Cha : La lutte, elle est très ancrée dans nos tripes, mais l’engagement, pas tellement. On n’adhère officiellement à aucun collectif, aucun mouvement. Par contre, on écrit des textes et les collectifs nous programment parce que ça leur parle, c’est déjà pas mal. On croit souvent qu’on est un groupe féministe, mais ce n’est pas tout-à-fait ça. Pour moi, être féministe quand t’es une femme, c’est un minimum, c’est comme aimer les fleurs quand t’es fleuriste. Nous, on est plutôt intéressées, voire ravagées, par la domination d’un être humain sur un autre être vivant, domination qui n’a ni genre, ni couleur, ni sexualité…même si elle est majoritairement masculine, blanche et hétéro. Je suis en train d’écrire un texte qui s’appelle « I’m white », justement pour dire ça : je suis née dans une majorité privilégiée, mais je souffre au sein des minorités. C’est pas parce que tu es née blanche, « riche » (ma mère est une bourgeoise) et hétéro, que tu ne souffres pas, parce que la domination est partout. L’être humain nous intéresse dans son ensemble. Cela dit, heureusement que les collectifs se battent, et on est à leur côtés !
7. Comment vivez-vous le live, comment y êtes-vous accueillies ? Avez-vous, à ce sujet, des anecdotes « qui valent le détour » ?
Soir: On kiffe le live ! Très bel accueil du public mais payées comme des merdes, d’où notre ambition de faire une carrière internationale.
Une famille qui a voulu prendre des places, en pensant que c’était Jean-Michel Jarre, à 10 balles au Mistral Palace de Valence. Ben voyons !

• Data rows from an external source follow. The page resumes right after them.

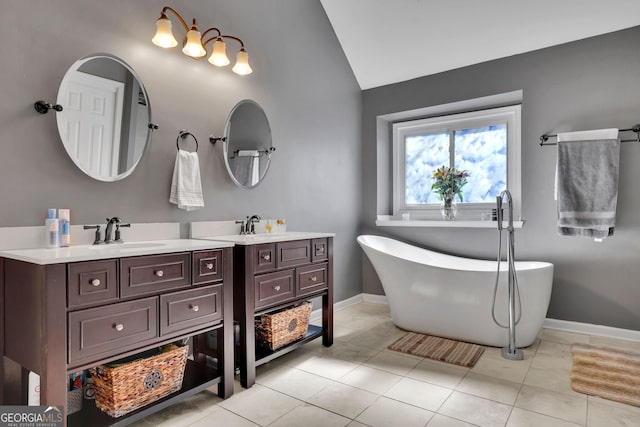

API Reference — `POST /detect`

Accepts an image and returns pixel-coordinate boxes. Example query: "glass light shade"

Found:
[231,49,253,76]
[151,18,178,48]
[209,38,231,67]
[182,26,207,58]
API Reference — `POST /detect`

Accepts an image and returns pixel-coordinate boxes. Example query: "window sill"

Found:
[376,215,524,230]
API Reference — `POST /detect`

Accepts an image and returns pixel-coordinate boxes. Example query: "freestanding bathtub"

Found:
[358,236,553,347]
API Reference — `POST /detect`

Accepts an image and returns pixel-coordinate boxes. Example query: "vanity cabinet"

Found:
[234,233,333,387]
[0,242,234,427]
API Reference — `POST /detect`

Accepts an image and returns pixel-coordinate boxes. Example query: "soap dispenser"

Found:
[44,209,60,248]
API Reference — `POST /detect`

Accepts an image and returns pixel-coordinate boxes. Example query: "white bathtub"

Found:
[358,236,553,347]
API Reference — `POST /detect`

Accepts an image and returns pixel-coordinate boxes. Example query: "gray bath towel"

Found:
[557,129,620,239]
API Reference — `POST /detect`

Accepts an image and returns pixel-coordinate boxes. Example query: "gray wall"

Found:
[361,27,640,330]
[0,0,361,301]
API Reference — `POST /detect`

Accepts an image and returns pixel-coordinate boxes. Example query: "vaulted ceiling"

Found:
[320,0,640,89]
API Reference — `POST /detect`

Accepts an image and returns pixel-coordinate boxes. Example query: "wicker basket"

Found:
[91,346,189,417]
[256,301,312,350]
[67,388,83,415]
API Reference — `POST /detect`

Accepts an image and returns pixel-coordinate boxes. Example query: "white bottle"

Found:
[58,209,71,247]
[44,209,60,248]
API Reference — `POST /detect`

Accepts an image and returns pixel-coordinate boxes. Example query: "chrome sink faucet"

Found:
[104,216,121,244]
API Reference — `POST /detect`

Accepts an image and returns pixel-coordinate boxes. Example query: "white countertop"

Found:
[0,239,233,265]
[194,231,335,246]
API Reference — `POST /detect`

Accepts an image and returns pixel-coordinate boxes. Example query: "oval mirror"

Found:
[224,99,275,188]
[56,54,151,181]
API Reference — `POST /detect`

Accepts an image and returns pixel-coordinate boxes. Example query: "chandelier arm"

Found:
[218,34,244,49]
[162,6,189,32]
[200,27,222,46]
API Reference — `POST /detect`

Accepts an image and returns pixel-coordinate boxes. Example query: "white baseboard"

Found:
[311,293,640,342]
[542,318,640,342]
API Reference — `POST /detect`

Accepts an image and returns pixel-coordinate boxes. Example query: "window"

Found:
[393,105,520,220]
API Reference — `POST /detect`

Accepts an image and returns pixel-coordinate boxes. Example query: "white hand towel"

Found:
[169,149,204,211]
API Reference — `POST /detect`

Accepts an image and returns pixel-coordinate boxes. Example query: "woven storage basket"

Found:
[91,346,189,417]
[256,301,312,350]
[67,388,84,414]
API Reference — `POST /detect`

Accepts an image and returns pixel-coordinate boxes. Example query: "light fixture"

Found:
[151,6,253,76]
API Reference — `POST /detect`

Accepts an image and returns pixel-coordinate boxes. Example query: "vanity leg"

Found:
[40,264,68,413]
[233,245,256,388]
[322,237,333,347]
[218,248,235,399]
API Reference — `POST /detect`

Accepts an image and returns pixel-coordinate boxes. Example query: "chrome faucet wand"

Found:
[496,190,524,360]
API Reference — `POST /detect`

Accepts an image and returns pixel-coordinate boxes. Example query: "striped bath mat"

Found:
[571,344,640,406]
[389,332,484,368]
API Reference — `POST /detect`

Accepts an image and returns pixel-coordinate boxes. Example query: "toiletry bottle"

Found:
[58,209,71,247]
[44,209,60,248]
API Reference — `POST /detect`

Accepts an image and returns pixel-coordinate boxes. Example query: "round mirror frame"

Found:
[224,99,275,189]
[56,53,155,182]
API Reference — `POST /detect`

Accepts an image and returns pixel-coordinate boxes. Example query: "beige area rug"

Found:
[571,344,640,406]
[389,332,484,368]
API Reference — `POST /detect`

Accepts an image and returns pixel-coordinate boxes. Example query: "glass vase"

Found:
[440,194,458,221]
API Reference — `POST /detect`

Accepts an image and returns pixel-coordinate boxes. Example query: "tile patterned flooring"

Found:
[134,302,640,427]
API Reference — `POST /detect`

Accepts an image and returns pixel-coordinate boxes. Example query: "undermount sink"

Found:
[89,242,166,250]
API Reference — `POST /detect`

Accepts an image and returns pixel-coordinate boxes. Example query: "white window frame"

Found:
[392,104,522,220]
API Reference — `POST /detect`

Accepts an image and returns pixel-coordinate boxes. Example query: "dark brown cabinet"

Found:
[234,237,333,387]
[0,244,234,427]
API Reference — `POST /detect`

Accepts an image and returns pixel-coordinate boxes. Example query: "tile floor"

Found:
[130,302,640,427]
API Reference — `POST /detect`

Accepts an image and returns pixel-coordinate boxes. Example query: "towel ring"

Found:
[176,130,198,153]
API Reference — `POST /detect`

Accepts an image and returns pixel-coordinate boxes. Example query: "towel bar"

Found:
[540,124,640,147]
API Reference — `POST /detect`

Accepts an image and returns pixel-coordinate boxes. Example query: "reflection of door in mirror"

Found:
[61,72,124,177]
[56,54,151,181]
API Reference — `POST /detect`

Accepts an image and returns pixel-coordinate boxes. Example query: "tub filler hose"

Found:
[491,230,522,329]
[491,190,524,360]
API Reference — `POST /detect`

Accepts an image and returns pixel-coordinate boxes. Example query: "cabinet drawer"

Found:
[160,284,224,336]
[68,297,158,363]
[254,270,294,309]
[277,240,311,268]
[311,238,329,262]
[120,253,191,297]
[67,259,118,308]
[192,249,223,283]
[253,243,276,273]
[296,263,327,296]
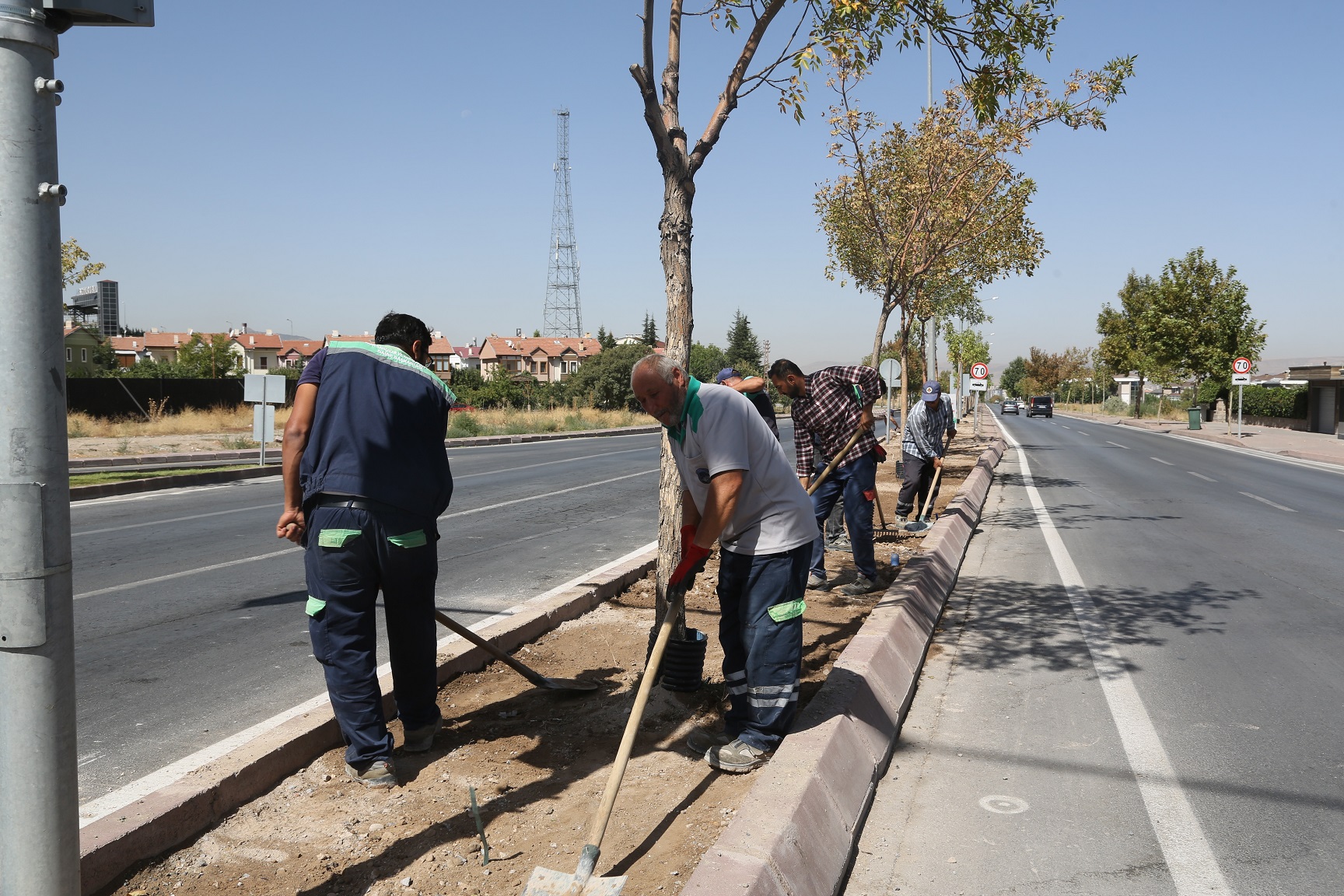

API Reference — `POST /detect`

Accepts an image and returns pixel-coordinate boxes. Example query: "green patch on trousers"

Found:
[766,600,808,622]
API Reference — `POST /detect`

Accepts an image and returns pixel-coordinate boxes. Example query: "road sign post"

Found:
[1233,356,1251,439]
[0,9,153,896]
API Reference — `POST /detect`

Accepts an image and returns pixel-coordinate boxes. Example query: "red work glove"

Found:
[668,525,709,584]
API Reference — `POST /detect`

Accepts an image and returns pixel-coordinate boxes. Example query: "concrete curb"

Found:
[79,548,657,896]
[684,438,1006,896]
[70,426,663,470]
[70,464,279,501]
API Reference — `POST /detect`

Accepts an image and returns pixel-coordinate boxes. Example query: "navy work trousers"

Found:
[812,451,877,580]
[719,544,812,750]
[304,506,439,771]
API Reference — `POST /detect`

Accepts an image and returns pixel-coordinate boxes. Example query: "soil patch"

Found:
[105,448,978,896]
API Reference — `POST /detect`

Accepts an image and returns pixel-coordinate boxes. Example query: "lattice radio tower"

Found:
[544,109,583,338]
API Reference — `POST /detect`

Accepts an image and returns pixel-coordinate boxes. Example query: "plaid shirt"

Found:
[901,399,957,460]
[793,367,882,477]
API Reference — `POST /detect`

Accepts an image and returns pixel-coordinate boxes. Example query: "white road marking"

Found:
[1000,426,1233,896]
[74,548,303,600]
[1239,492,1297,513]
[79,541,659,828]
[438,469,657,520]
[70,504,284,539]
[74,469,657,600]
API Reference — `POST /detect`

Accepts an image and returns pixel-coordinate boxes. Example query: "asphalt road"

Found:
[72,436,677,802]
[847,415,1344,896]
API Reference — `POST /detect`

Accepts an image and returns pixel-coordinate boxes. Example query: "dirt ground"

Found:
[105,439,980,896]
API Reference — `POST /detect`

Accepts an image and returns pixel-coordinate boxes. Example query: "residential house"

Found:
[481,334,602,383]
[66,327,101,376]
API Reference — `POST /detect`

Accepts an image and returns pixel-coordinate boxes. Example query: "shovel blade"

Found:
[523,868,626,896]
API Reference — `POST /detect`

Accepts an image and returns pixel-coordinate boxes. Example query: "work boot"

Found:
[345,759,397,787]
[704,740,770,774]
[685,728,731,756]
[402,717,443,752]
[840,575,882,595]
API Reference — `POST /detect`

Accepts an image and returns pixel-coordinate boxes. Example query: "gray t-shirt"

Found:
[670,383,817,556]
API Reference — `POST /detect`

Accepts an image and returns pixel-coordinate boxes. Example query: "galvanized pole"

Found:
[0,9,79,896]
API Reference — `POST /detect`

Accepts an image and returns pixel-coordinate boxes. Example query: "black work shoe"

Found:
[402,717,443,752]
[685,728,731,756]
[345,759,397,787]
[704,740,770,774]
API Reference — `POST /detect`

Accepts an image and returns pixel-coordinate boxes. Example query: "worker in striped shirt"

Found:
[897,380,957,524]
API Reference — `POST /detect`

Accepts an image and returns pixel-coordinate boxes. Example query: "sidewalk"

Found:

Matin: Ari; Au début, c’était hyper stressant, on a joué pas mal ivres pour dire ça joliment. Puis on a essayé en étant clean et ça a marché, c’était même encore mieux !!! Maintenant on gère grave, plus de stress sur nos dernières dates, que du kif, en mode semi-automatique. Sur scène, nous sommes juste les interprètes de nos propos, soutenues par les vidéos projetées sur et derrière nous (ça dépend du lieu). En général, on est super bien accueillies. C’est marrant le contraste entre avant et après. Les gens sont assez surpris. Les filles, beaucoup, viennent nous voir pour nous dire à quel point ça leur donne de la force. Et ça, whaou, c’est top!!!
Cha : J’adore ça ! Le truc qui revient tout le temps, c’est l’énergie qu’on dégage. Il faut dire qu’on aime beaucoup l’aérobic !
Amnésie oblige, pas d’anecdote…
8. Peut-on espérer, suite à ces 2 EP’s accomplis, un album ?
Soir: Oui c’est prévu, mais le confinement nous empêche de donner une date pour l’instant…
A propos de ça, tu nous recontactes en juin, on aura des réponses plus intelligentes, si on a retrouvé nos neurones.
Matin: Ari; Oui, on a plein de projets, comme une urgence. Un album bien sûr et surtout, surtout, encore plein d’inspiration et plein de musique.
Cha : Oui un album, mais pas un petit disque en plastique. Un grand en vinyl!